Improving the "Get Haskell Experience"

Mark Lentczner mark.lentczner at gmail.com
Sun Jul 19 12:46:57 BST 2015


 I'm glad to read the variety of response, and want to summarize and
respond to the most common points:

*stack is too new *& *having two package managers will confuse*
— It is indeed new, though it has arrived very well formed, and has gained
a lot of users in short order.  There are two reasons why I think we should
be including it (or rather, including the version a few months down the
road when we do the next major HP):

1) It's approach to package db organization is very good,
2) I would be better for all that stack were part of the suite of tools,
rather than an alternative suite.

Too be clear: I don't anticipate stack replacing cabal - different tasks
will need one or the other. But I would like to see them unified in package
db management.

*nix-like package management*
—  I'll be honest: I don't think nix-style package management is all that
useful. Enabling the package machinery to be able to support all those
different package builds is fine. But it seems the devil is in the user
experience of the tools that manage it. Until we see what use cases those
tools support, I really have no way to evaluate what extending package dbs
this way will add.

*possible change to cabal sandbox handling of the global db*
— Of course this will improve more complex builds for people who download
the HP - but does so by reducing the HP install to a minimal install. This
is fine, but I think what we proposed goes further.

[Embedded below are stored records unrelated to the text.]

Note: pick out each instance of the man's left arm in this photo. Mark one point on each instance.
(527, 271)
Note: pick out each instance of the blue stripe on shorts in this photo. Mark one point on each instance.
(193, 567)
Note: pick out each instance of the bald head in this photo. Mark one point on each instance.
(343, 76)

*pre-built package binaries are good*
— Yes, especially on Windows, but I'd like to see a way that users can get
those binaries, easily, and securely, without bloating the HP download. At
present, users have to download 150MB ~ 230MB of installer - it is heavy!
If we can make it so that users only have to compile a package the first
time they use it in any project, for many this is ideal: you start minimal,
incur cost is only once on first use, and build exactly in your system
environment. If we augment this with a "binary repository" then we can let
users decide to trade the compile cost for the download cost.

- Mark

Sorry for slow, group response, I'm still on vacation!